In the June quarter, Apple faced reasonable uncertainty about whether its stock price might go down even further in the September quarter. The company knew it wouldn't be introducing any major new products before the end of September, and it had reason to believe that the market might react irrationally to risks inherent in its substantial transition to iOS 7, which it first unveiled in June.

Window of opportunity for cheap buybacks closing

At this point however, 2013 has seemingly nowhere to go but up. Over the next month, Apple is expected to announce new Macs, new iPads and new software along with the new OS X Mavericks. If Apple hasn’t already blown its budget, it may have blown its best chance to do so.

Apple’s upcoming product introductions are all being timed to explode in a spectacular holiday buying season, where they will be met by tepid Android offerings, a weakly positioned Windows 8 and a much ballyhooed "smartwatch" competition that was essentially canceled due to a lack of interest.

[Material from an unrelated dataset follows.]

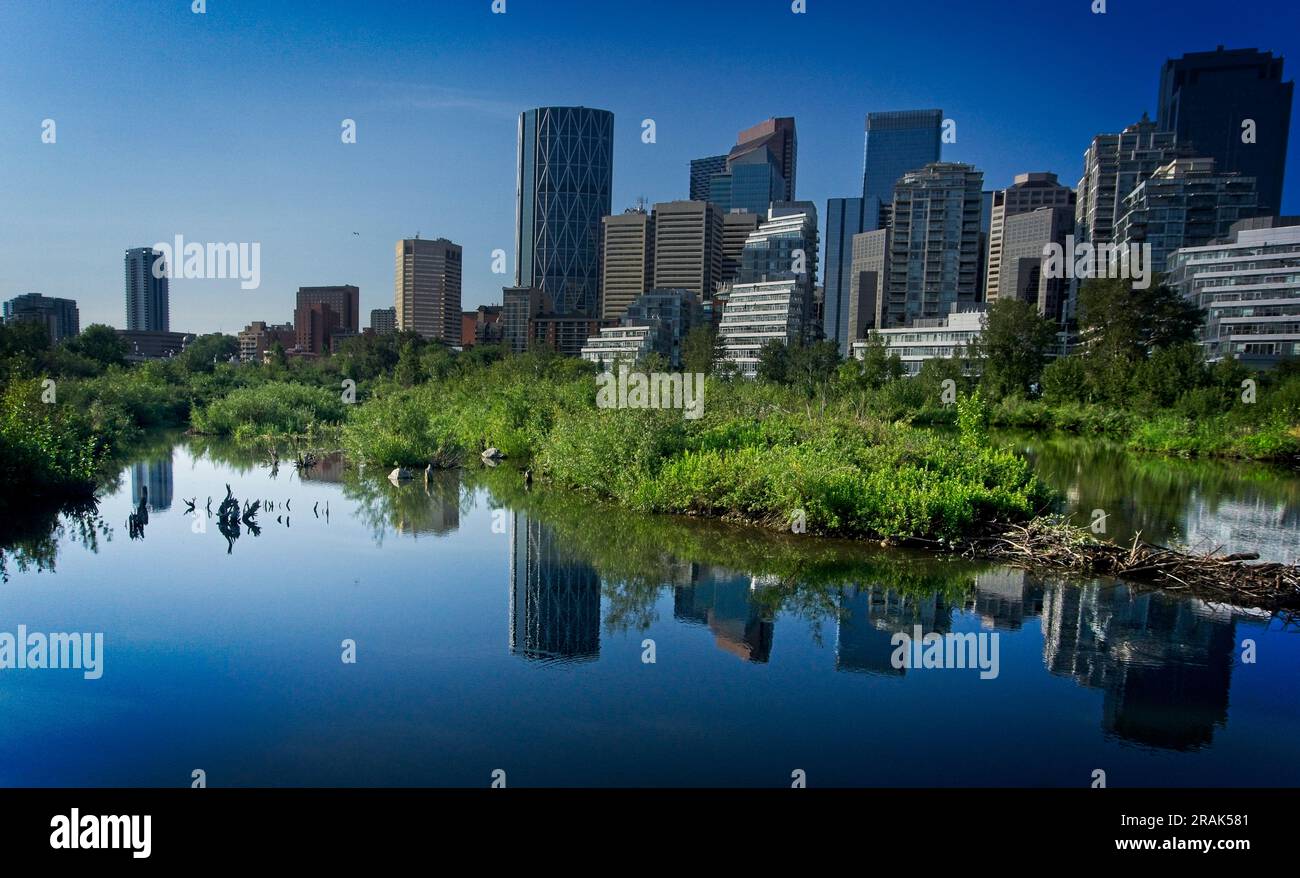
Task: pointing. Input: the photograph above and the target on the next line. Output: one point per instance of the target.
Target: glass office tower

Last weekend's iPhone 5s and 5c launch sold 9 million devices, generating at least $5.4 billion in additional revenues for Apple within the quarter, without counting accessories, AppleCare, App Store purchases or other retail-related sales related to that hardware, prompting the company to report that it expects to announce results at the high end of its previously stated guidance of $34 billion to $37 billion in revenue.

That 3 day launch made the company roughly $4 billion more confident than it had been about the current quarter's performance, with just ten days left in the quarter.

Cook’s quiet competence

While more than one irate Apple investor has fumed in public about an apparent lack of action from the company’s chief executive to prop up its share price, it's very likely that Tim Cook has been taking analysts' lemons and making buyback lemonade.

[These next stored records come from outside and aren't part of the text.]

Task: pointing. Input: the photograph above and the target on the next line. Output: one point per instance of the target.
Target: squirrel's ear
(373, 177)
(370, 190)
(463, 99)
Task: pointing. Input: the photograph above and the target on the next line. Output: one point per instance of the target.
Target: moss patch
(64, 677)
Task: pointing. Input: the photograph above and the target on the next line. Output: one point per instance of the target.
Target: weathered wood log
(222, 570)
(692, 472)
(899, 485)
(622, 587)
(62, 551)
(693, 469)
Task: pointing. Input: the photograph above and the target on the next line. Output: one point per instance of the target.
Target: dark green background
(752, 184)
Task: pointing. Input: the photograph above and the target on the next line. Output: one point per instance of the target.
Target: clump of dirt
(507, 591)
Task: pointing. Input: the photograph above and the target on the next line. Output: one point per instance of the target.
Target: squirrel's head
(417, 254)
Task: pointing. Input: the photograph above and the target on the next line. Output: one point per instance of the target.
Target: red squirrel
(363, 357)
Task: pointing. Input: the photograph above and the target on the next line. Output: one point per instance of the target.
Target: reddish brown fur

That's not only the most competent action Cook could possibly be taking given the circumstances, but also the very thing Cook announced he would be doing when the share repurchase program was outlined.

Apple was clearly racing to get its new iPhones done in time to include at least some of their initial revenues within the September quarter. The success of the launch is going to have an impact on Apple's share price, which has been beaten up by poorly informed sources fretting about "innovation” for nearly an entire year while the company has had virtually no new products to talk about. It's very likely that Tim Cook has been taking analysts' lemons and making buyback lemonade.

Advancing the new iPhones' launch to occur before the end of the final quarter of Apple's fiscal 2012 means the market will have something satisfying to digest starting in October, just as Apple's peak holiday Q1 sales get started. At that point, having lots of money left over to spend on stock buybacks would greatly dilute the potential value of the buyback plan.

At a share price of $650 or $850, Apple's $44 billion budget would only be able to fetch between about two-thirds to one-half of the buying power that buyback fund could have achieved earlier this quarter.

End of an illusion

Going forward, it will be far more difficult for hedge funds, analysts and competitors to again seed the notion that Apple is doomed and that Samsung can be nothing but successful in taking its place, given how Apple has done nothing but grow stronger this year, while Samsung has erased its legendary reputation for unbridled growth, “forward thinking” innovation and all-around competence. It has lost in the market, in the courts, and in public perception.

It's also noteworthy that Icahn continued to push Apple's executive team to pursue buybacks into August, after the stock "recovered" to its highest point of 2013. If Icahn were merely after a short term gain, his continued tweeting and a push for dividends would make more sense than lobbying for Apple to buy shares at ostensibly its "new normal." Buybacks only make real sense if a stock is poised to go up.

Apple set records with its $16 billion worth of share buybacks in the June quarter. It could exceed those in the current September quarter. In fact, if it hasn't already it may have forever missed the opportunity to buy its own shares for so little, squandering the value of setting aside $60 billion expressly for the purpose of doing that very thing.